Monitoring Madison’s aquifer
Madison currently has 22 municipal wells operating all across the city, but for more than sixty years, researchers have focused on one well in particular to monitor the aquifer. In a small room tucked away in the basement of Wisconsin’s capitol building sits a 141 year-old well that has never belonged to the city – it was installed to provide water and fire protection solely to the statehouse. These days, its old hand pump has stopped working and it doesn’t supply water to the capitol building anymore, but it does supply valuable data. Scientists from U.S. Geological Survey (USGS) have been tracking the water levels there for generations.
“They were going to abandon it and the USGS stepped in and said, “No, we’ve got data back to the early 1900s, let’s keep it,” DeMorett explains.
The data show that water levels in that part of the aquifer were on a decline from the 1950s to the late 1990s, dropping to a record depth of more than 130 feet in 1998. To some extent, the decline mirrors Madison Water Utility’s pumpage records, which show a steady increase in the amount of water pumped from the aquifer during the same time period. But in 2001, that started to change. Pumpage dropped and the aquifer began to recharge.
“We’re getting back to where we were in 1950 I think,” DeMorett says. “If you put something down the well’s bore hole, you’ll hit water at 90 to 95 feet.”
For DeMorett, the rebounding aquifer is great news, made even more impressive by the fact that Madison has 137,000 more people than it had in 1950. Despite the growing population, the water utility is pumping less water now than it has in decades. In 2014, its total annual pumpage was 10.6 billion gallons.
“The last time we pumped as little as 10.6 billion gallons was 1969,” he points out, citing several reasons for the recent turnaround. “I think it’s more efficient washing machines and toilets. And industry in Madison uses less water now too. It used to be a lot of water was used for cooling and now they have different technologies.”

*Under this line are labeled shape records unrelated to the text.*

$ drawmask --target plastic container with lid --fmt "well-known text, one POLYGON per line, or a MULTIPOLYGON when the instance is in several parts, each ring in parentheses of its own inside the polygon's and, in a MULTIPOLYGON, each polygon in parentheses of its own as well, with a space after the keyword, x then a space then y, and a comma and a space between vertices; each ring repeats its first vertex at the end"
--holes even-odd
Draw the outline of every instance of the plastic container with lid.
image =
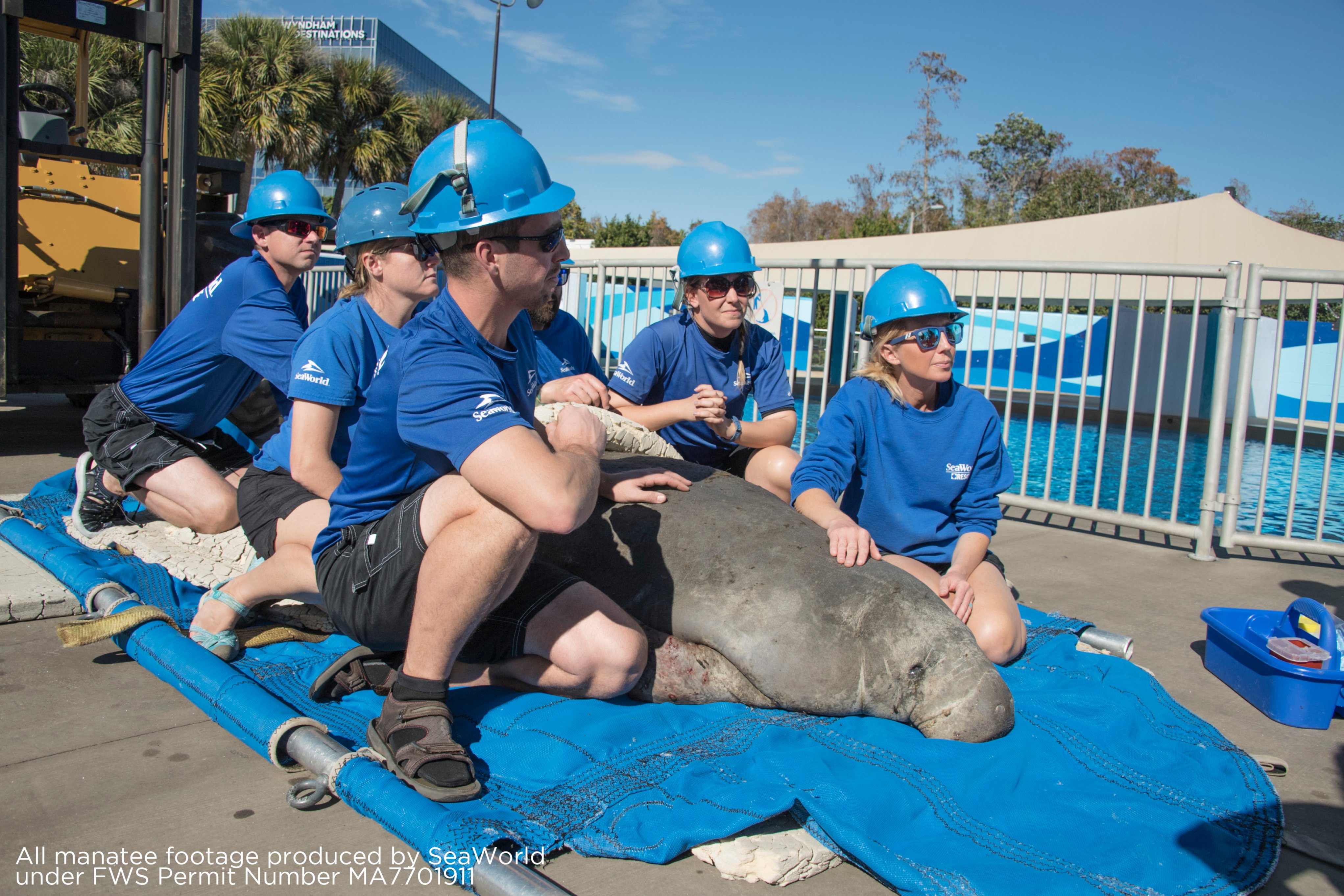
POLYGON ((1329 650, 1317 647, 1310 641, 1304 641, 1302 638, 1270 638, 1265 642, 1265 646, 1275 657, 1286 660, 1294 666, 1321 669, 1324 668, 1322 664, 1329 662, 1331 658, 1329 650))
POLYGON ((1286 610, 1208 607, 1200 618, 1208 623, 1204 668, 1274 721, 1329 728, 1336 712, 1344 711, 1344 633, 1322 603, 1298 598, 1286 610), (1320 666, 1275 656, 1271 641, 1320 666), (1298 643, 1285 643, 1293 641, 1298 643))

Madison Water Utility has also been working hard to encourage consumer conservation. Its popular Toilet Rebate Program has saved an estimated half-billion gallons of water since 2009. And in 2014, the utility launched its web-based conservation tool that allows customers to track their weekly, daily and even hourly water use online. MWU is the first water utility in the Midwest to bring that kind of detailed usage data directly to customers.
But it isn't just customer usage that's been a focus. Staff has been looking at the utility’s own pumpage patterns to better understand how each well impacts the aquifer.

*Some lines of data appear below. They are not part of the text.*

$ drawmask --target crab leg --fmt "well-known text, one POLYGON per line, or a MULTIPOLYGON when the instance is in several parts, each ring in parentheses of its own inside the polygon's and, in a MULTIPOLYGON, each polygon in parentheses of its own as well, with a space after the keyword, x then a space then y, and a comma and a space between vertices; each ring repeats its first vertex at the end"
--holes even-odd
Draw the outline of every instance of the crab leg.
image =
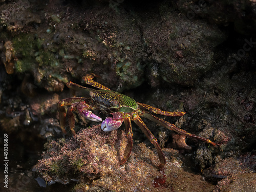
POLYGON ((155 116, 151 114, 150 113, 148 112, 145 112, 143 115, 142 115, 142 117, 146 118, 147 119, 150 119, 152 121, 155 122, 157 123, 159 123, 161 124, 161 125, 166 127, 167 129, 171 130, 171 131, 174 131, 176 132, 177 132, 178 133, 180 133, 181 134, 184 135, 186 136, 192 137, 192 138, 195 138, 199 140, 201 140, 201 141, 203 141, 204 142, 205 142, 206 143, 210 143, 214 145, 214 146, 216 146, 217 145, 217 144, 212 141, 211 141, 210 140, 204 138, 203 137, 199 137, 197 135, 191 134, 190 133, 189 133, 185 131, 185 130, 180 129, 176 127, 175 125, 173 124, 171 124, 169 123, 167 121, 166 121, 164 120, 162 120, 157 117, 156 117, 155 116))
POLYGON ((120 127, 123 121, 124 113, 116 112, 111 113, 113 118, 106 117, 101 123, 101 130, 104 132, 110 132, 120 127))
POLYGON ((94 75, 93 73, 92 73, 91 74, 87 74, 86 76, 84 76, 83 77, 82 77, 82 79, 86 83, 93 86, 95 88, 105 90, 110 90, 110 89, 109 88, 108 88, 106 87, 102 86, 101 84, 100 84, 98 82, 94 81, 93 80, 92 80, 93 79, 93 77, 94 77, 95 76, 95 75, 94 75))
POLYGON ((166 116, 179 117, 182 116, 186 114, 186 112, 171 112, 169 111, 162 111, 159 109, 144 103, 137 103, 137 104, 141 109, 147 110, 157 114, 165 115, 166 116))
POLYGON ((78 102, 83 99, 84 98, 82 97, 68 98, 61 100, 57 104, 57 109, 59 114, 59 124, 64 134, 66 133, 65 130, 66 116, 65 106, 70 105, 74 103, 78 102))
POLYGON ((120 162, 121 165, 124 163, 127 159, 130 157, 133 148, 133 130, 130 115, 126 115, 124 118, 124 124, 125 124, 126 130, 127 145, 123 154, 123 158, 120 162))
POLYGON ((93 121, 101 121, 100 117, 93 113, 88 110, 93 110, 89 104, 90 99, 83 97, 72 97, 64 99, 59 102, 57 104, 57 108, 59 114, 59 122, 60 127, 64 134, 66 133, 65 130, 65 123, 66 117, 68 118, 69 125, 73 135, 75 135, 74 130, 75 127, 75 118, 73 112, 77 111, 79 114, 83 117, 93 121), (65 106, 70 105, 67 113, 65 106))
POLYGON ((140 127, 141 130, 142 130, 142 132, 145 135, 146 135, 147 138, 150 140, 150 142, 151 142, 151 143, 155 145, 155 147, 156 147, 156 149, 157 150, 158 156, 159 157, 159 160, 160 161, 160 164, 158 165, 158 167, 159 168, 162 167, 166 163, 166 160, 163 151, 157 142, 157 139, 155 137, 153 134, 152 134, 148 128, 147 127, 146 125, 139 115, 137 115, 132 120, 134 121, 135 123, 136 123, 137 125, 140 127))
POLYGON ((80 84, 75 83, 74 82, 70 81, 66 83, 67 87, 69 89, 71 89, 75 91, 81 91, 82 90, 86 92, 86 93, 88 94, 90 91, 94 90, 93 89, 90 89, 86 88, 80 86, 80 84))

“I monitor all the wells and look at all the levels to see if anything is changing. Of course some of the wells do change,” DeMorett says. “It seems like we’ve reversed course. But I think we have to keep a really good eye on it. “
It’s hard to imagine running out of water in what has always been a water-rich city, but as global temperatures rise and weather patterns shift, Madison’s fortunes could change rapidly. DeMorett insists that’s why it’s critical to focus on conservation now as we look ahead to an uncertain future.
“As long as the climate stays the same we’ll probably be okay, but (he pauses), who knows?”